The heir to the legacy left by id Software's Doom and Quake is Rage, an imaginative mashup of first-person shooting and desert rally racing made spicier with character and weapon enhancements reminiscent of modern role-playing games. And like a deep-dish pizza with the works, it is a meaty treat indeed.
Much of the meat comes in the form of the bandits who inherit the wasteland left behind after an asteroid strike devastates the earth. You emerge from a subterranean bunker and barely adjust to the light before the first bandits try to kill you. Your mission is to assemble an understanding of why they want you dead, and to assemble the weapons and gear that will let you respond in kind.
The Rage arsenal is varied, but the crown jewel is the wingstick, a kind of double-jointed boomerang capable of decapitating a mad bandit from a great distance. As long as you can hit your mark though, any weapon guarantees satisfaction. Limbs and bodies snap back as projectiles hit home, meaning you don't need to guess whether your aim was true.

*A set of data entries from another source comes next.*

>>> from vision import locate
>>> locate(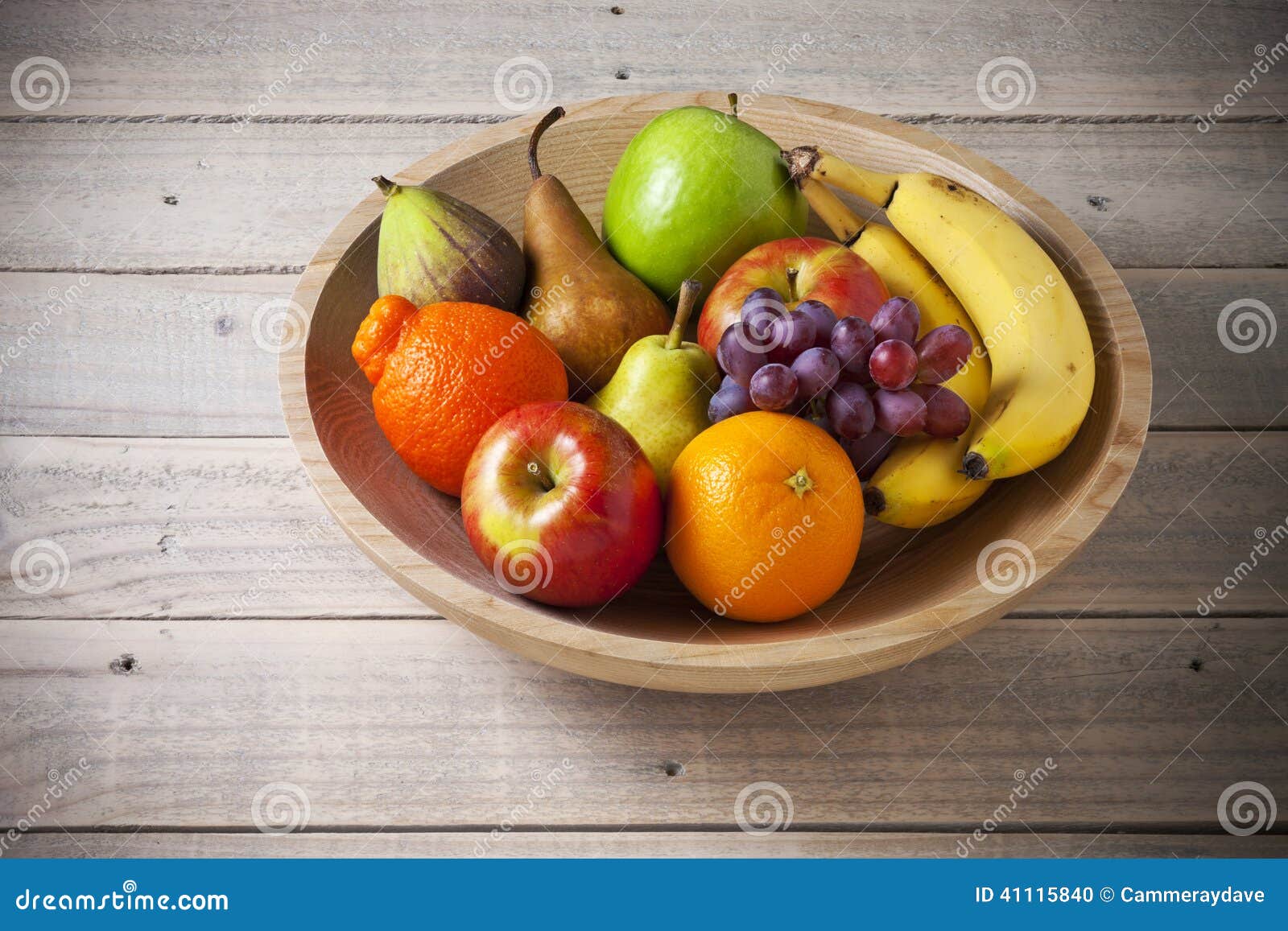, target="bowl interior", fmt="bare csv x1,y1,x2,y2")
305,100,1122,645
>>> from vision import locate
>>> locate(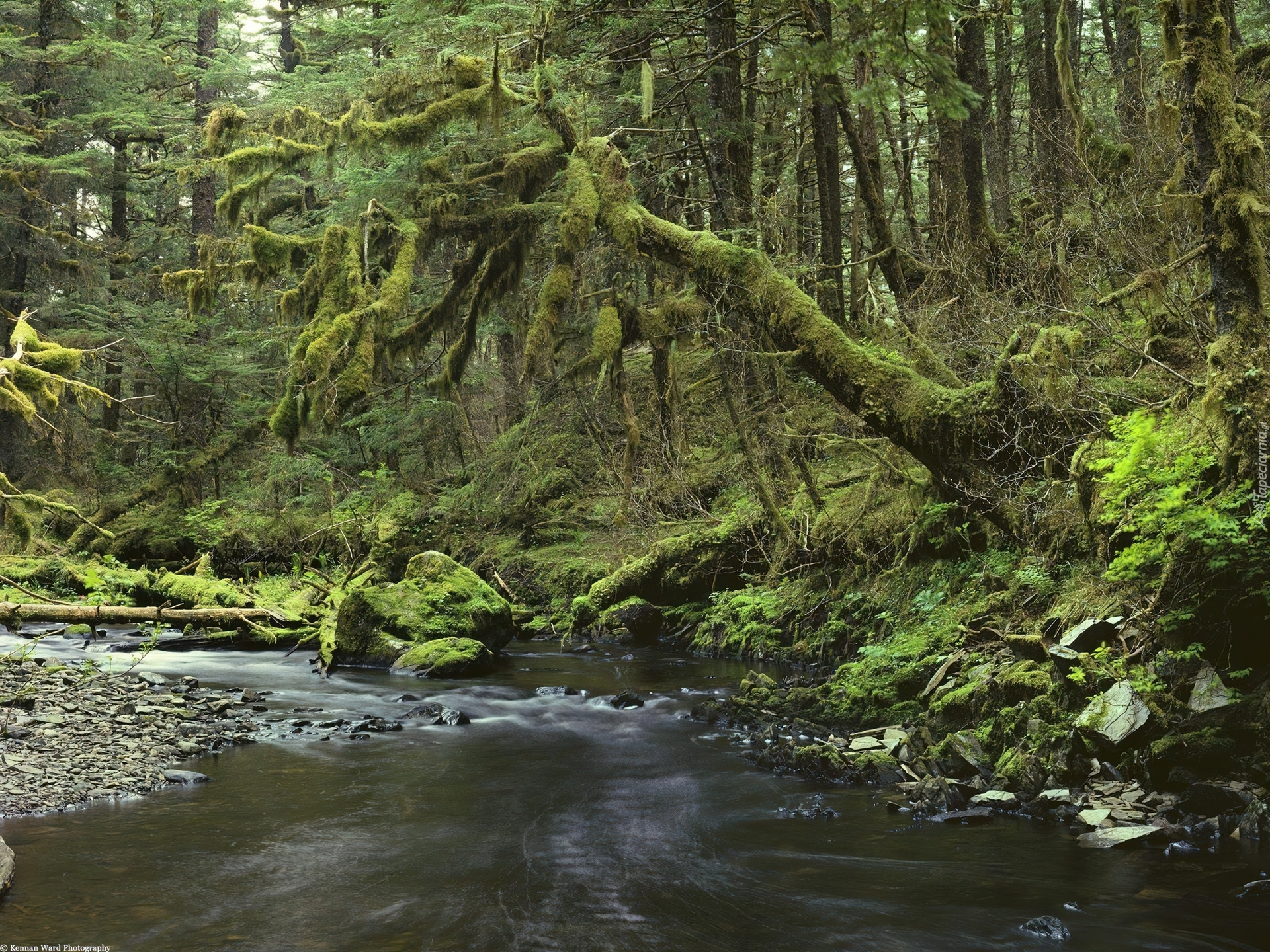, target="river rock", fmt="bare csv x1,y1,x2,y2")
335,551,512,673
1177,782,1247,816
392,639,494,678
403,701,471,727
970,789,1019,810
0,838,14,896
1076,680,1150,745
1076,826,1156,849
1019,915,1072,942
1186,662,1230,713
533,684,578,697
163,770,211,783
931,806,992,824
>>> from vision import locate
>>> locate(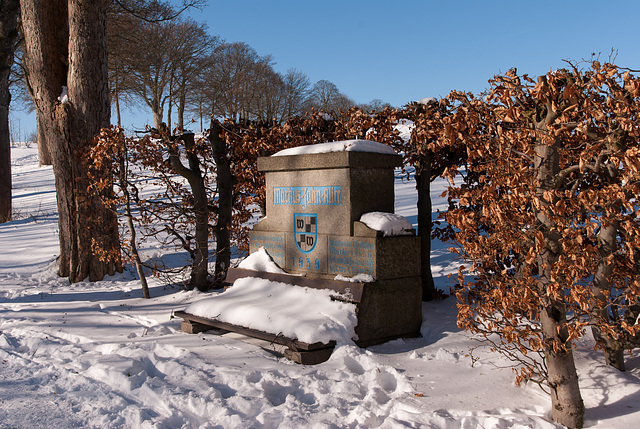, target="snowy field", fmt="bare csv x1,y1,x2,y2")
0,147,640,429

The standard combat - on foot and on wheels - is good fun and uniquely set in the style of id, but the boss battles are where Rage is at its most thrilling. In a nod to Smash TV, an early mission takes you through a murderous game show that culminates in a pulse-pounding set piece involving a brute with inhuman strength and more tricks in his toolbox than Tim Taylor.
It is a leap away from the laid-back attitudes of the non-playable helpers. Despite their constant warnings of danger on the outside, the wasteland's folksy settlers can lull you into a very false sense of security if you're inclined to let them. Don't. It'll only soften you up for the horrors of a world that grows increasingly complex as you progress.